Miami condo complex suddenly collapses and families want answers.
Champlain Towers South, a Miami, Florida condo complex, suddenly collapsed with many of the residents inside. Some made it out, while others are still missing amongst the debris. Now, the residents and their families are questioning why the complex unexpectedly came tumbling to the ground, and lawsuits are being filed against the association on their behalf.
Raysa Rodriguez left a distressing voicemail on the brother’s phone just moments after Champlain Towers South came crashing down. She yelled in a panic, “The whole entire building is gone!” Luckily, Rodriguez escaped alive and is now pursuing a lawsuit against the condo association.
“I want the people to grieve, but a lawsuit needs to be filed that’s why we filed it,” said Adam Moskowitz, who represents her in a class action.
Rodriguez lived on the ninth floor and reported her friends, Dick Augustine and Elaine Sabino, who lived one floor above, were still missing. Her lawsuit is one of at least four that have been filed since the collapse.
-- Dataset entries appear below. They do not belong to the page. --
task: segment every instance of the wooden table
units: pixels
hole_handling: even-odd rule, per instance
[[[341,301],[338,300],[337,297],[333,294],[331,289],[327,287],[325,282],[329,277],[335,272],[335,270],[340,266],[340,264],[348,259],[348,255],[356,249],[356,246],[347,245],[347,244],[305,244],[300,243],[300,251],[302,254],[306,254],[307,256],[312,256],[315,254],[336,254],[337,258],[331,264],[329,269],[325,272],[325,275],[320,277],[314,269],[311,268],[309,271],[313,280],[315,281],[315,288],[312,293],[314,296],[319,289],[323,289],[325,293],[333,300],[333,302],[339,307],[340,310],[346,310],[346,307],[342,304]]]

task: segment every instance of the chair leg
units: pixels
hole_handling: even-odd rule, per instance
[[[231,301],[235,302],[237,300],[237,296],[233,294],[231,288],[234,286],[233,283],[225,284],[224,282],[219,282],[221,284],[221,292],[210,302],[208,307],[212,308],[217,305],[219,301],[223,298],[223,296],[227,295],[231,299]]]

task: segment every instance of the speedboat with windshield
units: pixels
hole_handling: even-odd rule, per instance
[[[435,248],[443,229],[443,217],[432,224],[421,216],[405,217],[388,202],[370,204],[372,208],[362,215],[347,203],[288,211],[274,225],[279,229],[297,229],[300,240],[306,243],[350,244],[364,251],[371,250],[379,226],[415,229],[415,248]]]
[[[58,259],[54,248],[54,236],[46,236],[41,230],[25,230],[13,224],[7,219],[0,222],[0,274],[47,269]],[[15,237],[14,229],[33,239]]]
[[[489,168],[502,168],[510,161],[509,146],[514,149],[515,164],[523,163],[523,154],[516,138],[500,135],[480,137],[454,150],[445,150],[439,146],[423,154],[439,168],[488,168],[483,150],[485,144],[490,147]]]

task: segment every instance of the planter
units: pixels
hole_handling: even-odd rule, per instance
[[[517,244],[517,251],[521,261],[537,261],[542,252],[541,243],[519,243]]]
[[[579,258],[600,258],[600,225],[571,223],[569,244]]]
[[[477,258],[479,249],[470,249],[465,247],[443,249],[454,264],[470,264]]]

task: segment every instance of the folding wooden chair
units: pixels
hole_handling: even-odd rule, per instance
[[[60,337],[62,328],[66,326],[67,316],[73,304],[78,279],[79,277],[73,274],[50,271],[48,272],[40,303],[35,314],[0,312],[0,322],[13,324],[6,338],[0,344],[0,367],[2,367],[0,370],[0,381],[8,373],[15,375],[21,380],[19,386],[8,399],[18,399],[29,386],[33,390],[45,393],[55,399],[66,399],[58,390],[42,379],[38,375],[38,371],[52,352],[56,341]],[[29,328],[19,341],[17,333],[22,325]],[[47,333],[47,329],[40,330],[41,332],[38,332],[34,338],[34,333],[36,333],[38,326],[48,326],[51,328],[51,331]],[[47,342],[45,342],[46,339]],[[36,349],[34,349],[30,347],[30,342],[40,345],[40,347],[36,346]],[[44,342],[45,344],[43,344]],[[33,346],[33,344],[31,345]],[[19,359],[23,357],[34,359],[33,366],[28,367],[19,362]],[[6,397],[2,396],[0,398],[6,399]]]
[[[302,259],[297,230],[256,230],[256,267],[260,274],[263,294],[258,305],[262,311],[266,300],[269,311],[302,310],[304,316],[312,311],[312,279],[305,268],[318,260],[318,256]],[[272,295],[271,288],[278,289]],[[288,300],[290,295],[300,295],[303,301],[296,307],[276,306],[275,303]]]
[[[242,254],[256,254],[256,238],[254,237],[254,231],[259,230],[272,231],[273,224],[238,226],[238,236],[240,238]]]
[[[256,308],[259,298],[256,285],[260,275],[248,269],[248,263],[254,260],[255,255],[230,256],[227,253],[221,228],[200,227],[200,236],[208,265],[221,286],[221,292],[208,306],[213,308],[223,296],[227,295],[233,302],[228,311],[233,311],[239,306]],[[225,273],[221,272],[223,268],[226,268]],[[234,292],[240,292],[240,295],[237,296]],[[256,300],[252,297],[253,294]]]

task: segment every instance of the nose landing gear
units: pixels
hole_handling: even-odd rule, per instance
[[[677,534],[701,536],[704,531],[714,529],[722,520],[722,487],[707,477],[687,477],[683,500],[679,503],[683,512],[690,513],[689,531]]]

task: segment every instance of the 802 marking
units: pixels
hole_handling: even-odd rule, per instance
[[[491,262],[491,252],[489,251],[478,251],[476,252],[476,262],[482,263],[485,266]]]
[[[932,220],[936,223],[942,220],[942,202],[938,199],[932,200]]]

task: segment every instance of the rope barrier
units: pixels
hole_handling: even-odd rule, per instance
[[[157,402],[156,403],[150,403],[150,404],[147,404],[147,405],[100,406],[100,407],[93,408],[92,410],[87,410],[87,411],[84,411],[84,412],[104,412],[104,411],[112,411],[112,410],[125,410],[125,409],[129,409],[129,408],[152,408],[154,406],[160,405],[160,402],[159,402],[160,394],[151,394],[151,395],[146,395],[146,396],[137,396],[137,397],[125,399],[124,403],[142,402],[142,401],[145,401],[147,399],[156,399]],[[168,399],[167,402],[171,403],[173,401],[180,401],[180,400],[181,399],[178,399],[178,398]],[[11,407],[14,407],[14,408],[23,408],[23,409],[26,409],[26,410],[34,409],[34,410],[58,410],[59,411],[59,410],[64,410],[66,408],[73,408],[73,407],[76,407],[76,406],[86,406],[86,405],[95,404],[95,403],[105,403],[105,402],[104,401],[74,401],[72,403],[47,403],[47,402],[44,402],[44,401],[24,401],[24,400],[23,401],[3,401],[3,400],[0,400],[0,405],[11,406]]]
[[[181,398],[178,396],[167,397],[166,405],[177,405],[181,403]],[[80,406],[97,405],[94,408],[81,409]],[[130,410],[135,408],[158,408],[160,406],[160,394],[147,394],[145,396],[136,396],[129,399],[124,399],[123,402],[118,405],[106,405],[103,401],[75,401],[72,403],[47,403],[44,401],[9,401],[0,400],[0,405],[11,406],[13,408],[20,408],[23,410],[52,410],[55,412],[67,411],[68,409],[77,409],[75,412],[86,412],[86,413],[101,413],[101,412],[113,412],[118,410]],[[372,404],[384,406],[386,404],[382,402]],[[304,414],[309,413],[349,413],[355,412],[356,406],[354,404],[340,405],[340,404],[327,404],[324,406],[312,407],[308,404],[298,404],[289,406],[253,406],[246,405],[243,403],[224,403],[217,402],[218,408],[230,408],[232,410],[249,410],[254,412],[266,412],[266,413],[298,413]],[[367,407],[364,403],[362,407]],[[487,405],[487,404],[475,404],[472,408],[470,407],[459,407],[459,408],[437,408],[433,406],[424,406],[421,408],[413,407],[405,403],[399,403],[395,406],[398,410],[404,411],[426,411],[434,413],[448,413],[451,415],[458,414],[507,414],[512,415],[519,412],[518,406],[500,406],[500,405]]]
“The first thing that they want to know is why did this happen and how do we prevent it from happening again,” said attorney Robert Mongeluzzi, who represents the family of Harry Rosenberg, another Champlain Towers resident, still missing. Rosenberg lived on the second floor, and his daughter and son-in-law were in the condo with him at the time.
“The families have not had a voice or set of eyes in that process at all,” Mongeluzzi added.
The portion of the condo complex that was still standing after the tragedy was leveled in a controlled explosion meant to allow search and rescue crews to continue their efforts to find missing residents inside at the time. Miami-Dade Mayor Daniella Levine Cava said the demolition was “executed exactly as planned and left officials optimistic about the safely sifting through the rubble. There is hope that there are voids that will allow us to continue the search and rescue operation.”
Governor Ron DeSantis added, “Concerns about the remaining part of the building left few options but demolition. Residents of the building who survived fled with whatever they had with them and had not been permitted to enter the teetering structure. Passports, wedding rings, cherished photos were left behind. At the end of the day, that building is too unsafe to let people go back in. I know there’s a lot of people who were able to get out, fortunately, who have things there. We’re very sensitive to that. But I don’t think that there’s any way you could let someone go back up into that building given the shape that it’s in now.”
A spokesperson for the Champlain Towers South Condominium Association responded to the litigation, “While we cannot comment on pending litigation, our focus remains on caring for our friends and neighbors during this difficult time. We continue to work with city, state, and local officials in their search and recovery efforts, and to understand the causes of this tragedy. Our profound thanks go out to all of the emergency rescue personnel – professionals and volunteers alike – for their tireless efforts.”